Devido ao contexto que envolve o funcionamento das oficinas, no CEA, há critérios para que os adolescentes possam participar destas. Um deles é o de estar frequentando a escola, como já mencionado; mas o bom comportamento, de forma geral, também é utilizado como critério.

A gente olha assim, primeiramente a gente vê o tempo que ele tá na casa, o que tá há mais tempo. Segundo assim, não por essa ordem, mas também vemos o comportamento deles da escola, se ele tá indo pra escola, ele tem que estar frequentando a escola, como tá o comportamento dele na aula, se num tá tendo nenhuma medida disciplinar. E quando ele tá na oficina, se ele tiver, é chamada atenção é chamado o social, o psicólogo pra atender, pra ele inibir isso e continuar na oficina. Senão ele é retirado, porque têm outros, que têm um comportamento excelente, e a gente tem que priorizar aqueles que tão querendo crescer. É, e também olhamos pra idade. Deixa

eu ver, o nível de escolaridade, tem muitos problemas com isso, porque a maioria é nível três, ou seja, ou não sabe ler, ou sabe pouco. E as oficinas de serviço gráfico e de produtos de limpeza, essencialmente tem que saber ler né, você não pode trabalhar com produtos químicos sem saber o que é que você tá botando, pela cor ou pelo cheiro; e aqui na gráfica também, nós trabalhamos com escrita, então eles têm que saber ler. Então vou vendo pela prioridade, e também assistentes sociais, elas mandam os nomes dos adolescentes que elas entrevistaram e eles querem as oficinas. Então é muito adolescente pra pouca vaga né, tem essa dificuldade (Dalva).

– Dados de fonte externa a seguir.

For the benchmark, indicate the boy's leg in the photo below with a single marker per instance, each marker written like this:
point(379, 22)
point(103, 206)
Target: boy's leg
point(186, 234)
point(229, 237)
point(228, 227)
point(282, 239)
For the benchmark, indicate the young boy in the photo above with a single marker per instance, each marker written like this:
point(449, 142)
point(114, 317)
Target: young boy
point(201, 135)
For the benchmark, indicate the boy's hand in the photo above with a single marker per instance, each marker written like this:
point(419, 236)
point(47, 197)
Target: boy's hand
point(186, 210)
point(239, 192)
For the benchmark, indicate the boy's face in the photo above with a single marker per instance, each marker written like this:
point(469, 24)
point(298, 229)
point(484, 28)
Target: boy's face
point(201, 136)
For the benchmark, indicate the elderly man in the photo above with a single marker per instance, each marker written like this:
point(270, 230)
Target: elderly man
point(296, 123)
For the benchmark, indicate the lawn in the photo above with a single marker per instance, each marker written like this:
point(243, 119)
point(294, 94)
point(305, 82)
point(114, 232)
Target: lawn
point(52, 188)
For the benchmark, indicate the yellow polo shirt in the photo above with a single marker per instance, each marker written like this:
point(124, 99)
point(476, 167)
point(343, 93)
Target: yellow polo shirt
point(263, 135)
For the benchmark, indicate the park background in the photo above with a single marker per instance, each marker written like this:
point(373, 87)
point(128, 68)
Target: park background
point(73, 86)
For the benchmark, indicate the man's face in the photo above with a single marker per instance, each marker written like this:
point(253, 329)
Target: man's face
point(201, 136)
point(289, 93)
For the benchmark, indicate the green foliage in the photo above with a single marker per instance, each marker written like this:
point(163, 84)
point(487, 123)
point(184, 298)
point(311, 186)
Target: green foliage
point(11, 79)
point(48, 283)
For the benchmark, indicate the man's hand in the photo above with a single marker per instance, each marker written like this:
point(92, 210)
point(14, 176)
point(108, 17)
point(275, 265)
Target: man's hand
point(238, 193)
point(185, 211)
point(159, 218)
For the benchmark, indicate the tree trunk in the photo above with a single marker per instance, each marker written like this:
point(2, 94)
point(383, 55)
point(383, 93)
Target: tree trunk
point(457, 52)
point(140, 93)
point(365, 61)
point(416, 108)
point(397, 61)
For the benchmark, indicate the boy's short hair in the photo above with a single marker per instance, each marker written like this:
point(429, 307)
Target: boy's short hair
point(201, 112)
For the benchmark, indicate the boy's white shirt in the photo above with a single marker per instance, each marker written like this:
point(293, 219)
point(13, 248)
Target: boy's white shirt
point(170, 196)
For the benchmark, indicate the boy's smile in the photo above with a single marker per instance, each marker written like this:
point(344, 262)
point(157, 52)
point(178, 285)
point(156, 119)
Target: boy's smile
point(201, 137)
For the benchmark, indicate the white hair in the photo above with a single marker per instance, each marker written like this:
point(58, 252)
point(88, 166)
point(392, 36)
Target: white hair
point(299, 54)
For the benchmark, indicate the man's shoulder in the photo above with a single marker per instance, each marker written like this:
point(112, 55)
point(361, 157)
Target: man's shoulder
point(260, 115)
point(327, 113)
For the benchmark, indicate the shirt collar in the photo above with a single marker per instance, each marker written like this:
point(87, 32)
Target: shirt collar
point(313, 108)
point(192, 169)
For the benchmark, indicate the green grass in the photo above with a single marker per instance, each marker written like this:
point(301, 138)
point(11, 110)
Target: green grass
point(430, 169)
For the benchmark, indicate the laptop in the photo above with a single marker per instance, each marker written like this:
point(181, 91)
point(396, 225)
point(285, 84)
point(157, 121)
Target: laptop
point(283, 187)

Os adolescentes, por sua vez, dizem gostar das oficinas, mas afirmam que nem sempre têm oportunidade de participar.

Eu gosto. Eu queria ir pra oficina de cerâmica. Eu fiz só de limpeza (Leandro, 17 anos, nona internação).

Pra oficina tô indo não. Fiz só uma, de produto de limpeza. Gostei (Eduardo, 17 anos, primeira internação).

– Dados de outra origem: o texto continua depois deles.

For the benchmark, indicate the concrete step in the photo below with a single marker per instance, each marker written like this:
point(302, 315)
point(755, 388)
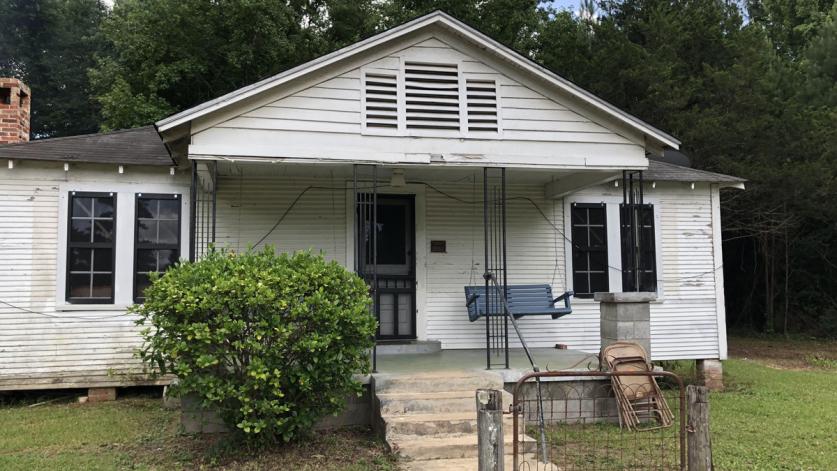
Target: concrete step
point(430, 402)
point(410, 347)
point(432, 424)
point(438, 381)
point(472, 464)
point(443, 446)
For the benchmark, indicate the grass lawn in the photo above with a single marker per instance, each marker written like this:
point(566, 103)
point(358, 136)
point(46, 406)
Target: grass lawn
point(773, 418)
point(137, 433)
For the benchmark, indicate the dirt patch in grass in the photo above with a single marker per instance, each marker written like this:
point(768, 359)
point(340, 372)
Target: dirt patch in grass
point(793, 353)
point(138, 433)
point(350, 449)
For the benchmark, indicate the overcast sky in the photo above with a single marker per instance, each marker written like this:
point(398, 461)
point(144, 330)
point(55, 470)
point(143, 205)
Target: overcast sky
point(562, 4)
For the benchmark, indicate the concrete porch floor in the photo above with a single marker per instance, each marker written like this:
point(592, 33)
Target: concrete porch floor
point(467, 360)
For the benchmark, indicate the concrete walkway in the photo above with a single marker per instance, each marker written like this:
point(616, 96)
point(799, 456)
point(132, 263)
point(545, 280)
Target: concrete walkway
point(429, 419)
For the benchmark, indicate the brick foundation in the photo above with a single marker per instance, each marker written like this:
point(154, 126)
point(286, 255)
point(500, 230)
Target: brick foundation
point(101, 394)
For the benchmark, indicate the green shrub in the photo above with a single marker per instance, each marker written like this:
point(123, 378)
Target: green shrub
point(271, 341)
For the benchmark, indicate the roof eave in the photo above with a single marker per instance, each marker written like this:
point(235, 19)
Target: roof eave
point(439, 17)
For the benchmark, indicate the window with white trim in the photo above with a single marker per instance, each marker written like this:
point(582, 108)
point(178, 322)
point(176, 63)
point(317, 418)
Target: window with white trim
point(641, 269)
point(589, 249)
point(157, 238)
point(91, 240)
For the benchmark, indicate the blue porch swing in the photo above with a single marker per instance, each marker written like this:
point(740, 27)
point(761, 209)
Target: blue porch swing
point(522, 300)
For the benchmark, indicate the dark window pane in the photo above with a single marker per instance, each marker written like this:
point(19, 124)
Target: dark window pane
point(598, 282)
point(82, 207)
point(79, 259)
point(597, 237)
point(102, 286)
point(579, 236)
point(80, 230)
point(168, 232)
point(579, 260)
point(141, 282)
point(598, 261)
point(596, 216)
point(169, 209)
point(147, 231)
point(166, 258)
point(146, 260)
point(103, 207)
point(146, 209)
point(392, 234)
point(103, 260)
point(579, 215)
point(79, 286)
point(580, 283)
point(103, 231)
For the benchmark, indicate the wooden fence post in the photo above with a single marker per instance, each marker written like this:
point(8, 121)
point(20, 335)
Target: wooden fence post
point(490, 429)
point(697, 428)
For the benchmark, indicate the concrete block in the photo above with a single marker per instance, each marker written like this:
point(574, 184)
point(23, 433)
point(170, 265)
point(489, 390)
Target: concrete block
point(642, 329)
point(101, 394)
point(710, 373)
point(625, 330)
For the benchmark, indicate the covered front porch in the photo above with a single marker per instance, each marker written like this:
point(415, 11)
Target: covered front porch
point(429, 243)
point(449, 360)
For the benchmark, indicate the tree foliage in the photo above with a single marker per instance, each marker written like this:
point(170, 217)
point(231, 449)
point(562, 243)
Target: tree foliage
point(272, 341)
point(50, 45)
point(168, 55)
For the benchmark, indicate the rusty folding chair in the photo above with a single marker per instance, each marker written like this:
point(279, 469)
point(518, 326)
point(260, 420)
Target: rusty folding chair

Tô fazendo aqui, artes. A de informática não colocaram eu ainda não, mas eu vou fazer, vou começar agora. Gosto das oficina, eu quero fazer mesmo. Porque mais pra frente eu posso querer arrumar um trabalho (Beto, 17 anos, primeira internação).

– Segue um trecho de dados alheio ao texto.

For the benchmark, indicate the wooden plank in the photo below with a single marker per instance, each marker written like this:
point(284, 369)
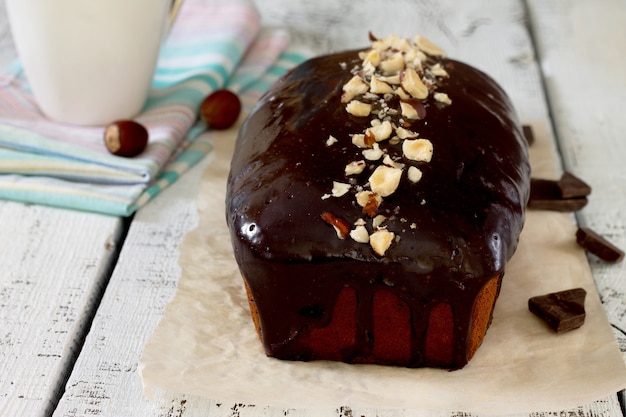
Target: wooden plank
point(491, 35)
point(580, 46)
point(54, 267)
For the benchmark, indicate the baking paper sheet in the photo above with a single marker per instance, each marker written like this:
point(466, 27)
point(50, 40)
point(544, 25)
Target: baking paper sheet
point(206, 343)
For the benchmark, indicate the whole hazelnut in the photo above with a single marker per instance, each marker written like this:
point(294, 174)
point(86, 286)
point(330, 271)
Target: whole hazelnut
point(125, 138)
point(220, 109)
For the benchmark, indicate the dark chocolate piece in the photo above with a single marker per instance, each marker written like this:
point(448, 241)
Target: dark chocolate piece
point(546, 195)
point(528, 134)
point(598, 245)
point(571, 186)
point(562, 311)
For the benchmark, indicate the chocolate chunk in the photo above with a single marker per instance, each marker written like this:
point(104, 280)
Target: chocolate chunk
point(562, 311)
point(598, 245)
point(571, 186)
point(546, 195)
point(528, 134)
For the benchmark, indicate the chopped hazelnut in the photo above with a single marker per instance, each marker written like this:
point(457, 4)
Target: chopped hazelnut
point(359, 140)
point(378, 221)
point(438, 70)
point(380, 131)
point(373, 154)
point(381, 240)
point(393, 64)
point(340, 188)
point(385, 180)
point(358, 108)
point(353, 88)
point(405, 133)
point(420, 150)
point(412, 84)
point(380, 87)
point(355, 168)
point(373, 57)
point(360, 234)
point(442, 98)
point(414, 174)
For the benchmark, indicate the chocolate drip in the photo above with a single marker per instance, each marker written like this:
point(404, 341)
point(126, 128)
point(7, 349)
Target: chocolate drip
point(457, 227)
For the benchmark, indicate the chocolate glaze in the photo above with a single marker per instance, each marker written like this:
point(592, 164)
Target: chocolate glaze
point(468, 209)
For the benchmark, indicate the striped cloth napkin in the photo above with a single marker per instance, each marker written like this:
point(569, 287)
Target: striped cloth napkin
point(212, 45)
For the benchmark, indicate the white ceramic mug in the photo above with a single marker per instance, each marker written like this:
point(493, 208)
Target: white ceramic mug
point(89, 62)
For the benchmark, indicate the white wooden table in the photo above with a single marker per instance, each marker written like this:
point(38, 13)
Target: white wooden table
point(80, 293)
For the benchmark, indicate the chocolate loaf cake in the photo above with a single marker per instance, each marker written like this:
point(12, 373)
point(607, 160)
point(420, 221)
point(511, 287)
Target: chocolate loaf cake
point(374, 200)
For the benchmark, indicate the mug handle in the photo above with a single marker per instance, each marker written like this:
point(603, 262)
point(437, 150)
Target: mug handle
point(174, 9)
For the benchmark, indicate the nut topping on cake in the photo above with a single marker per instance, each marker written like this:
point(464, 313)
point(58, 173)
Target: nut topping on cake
point(395, 82)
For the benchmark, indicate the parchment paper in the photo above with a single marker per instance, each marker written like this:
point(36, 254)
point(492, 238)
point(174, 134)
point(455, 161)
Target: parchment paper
point(206, 344)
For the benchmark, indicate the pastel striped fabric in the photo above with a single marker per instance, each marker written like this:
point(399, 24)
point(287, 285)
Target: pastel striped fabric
point(211, 45)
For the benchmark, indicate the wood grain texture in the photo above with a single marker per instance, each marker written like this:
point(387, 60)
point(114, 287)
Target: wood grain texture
point(581, 46)
point(51, 274)
point(53, 271)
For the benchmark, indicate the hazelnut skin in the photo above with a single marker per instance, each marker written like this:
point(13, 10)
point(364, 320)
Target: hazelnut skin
point(125, 138)
point(220, 109)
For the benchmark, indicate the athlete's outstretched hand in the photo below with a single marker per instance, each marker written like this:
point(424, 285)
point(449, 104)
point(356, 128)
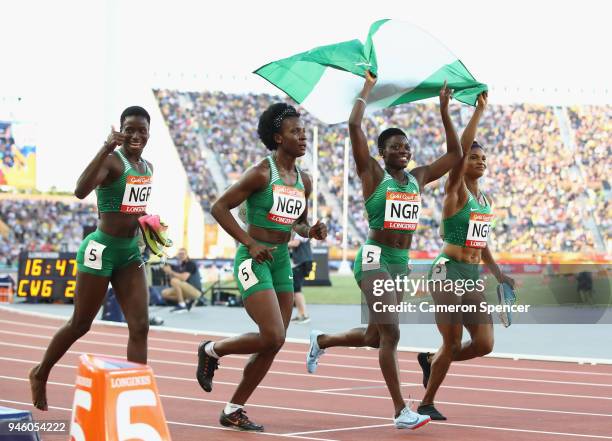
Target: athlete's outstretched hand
point(318, 231)
point(260, 252)
point(114, 139)
point(483, 98)
point(446, 95)
point(370, 80)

Como toda e qualquer instituição com caráter totalitário, no CEA todas as atividades realizadas pelos internos são vigiadas e controladas, segundo as tecnologias disciplinares ou de controle, discutidas por Foucault (1996), na tentativa de transformar “corpos rebeldes” em “corpos dóceis”, “úteis” e “socialmente produtivos”.

Deste modo, mesmo durante as atividades das oficinas, que geralmente acontecem em salas fechadas, com o oficineiro presente, fazem-se presentes agentes sociais, que vigiam e controlam os adolescentes a todo instante.

Foto 26: Adolescentes trabalhando na oficina de material de limpeza Crédito: Arquivo do CEA

Deste modo, pode-se dizer que, no CEA o poder disciplinar (FOUCAULT, 1996), utiliza o “olhar vigilante” e a “sanção normalizadora” como instrumentos para a construção do modelo de ressocialização, estabelecendo uma relação retributiva/punitiva. Ou seja, aqueles adolescentes que cumprem as normas e regras da instituição, participando e tendo bom comportamento, das atividades de cunho obrigatório, como a escola, por exemplo, são beneficiados, podendo participar de diversas atividades que não são de cunho obrigatório e que os agradam, como por exemplo, as oficinas. Estabelece-se, nesse sentido, um processo de troca entre os adolescentes e a instituição.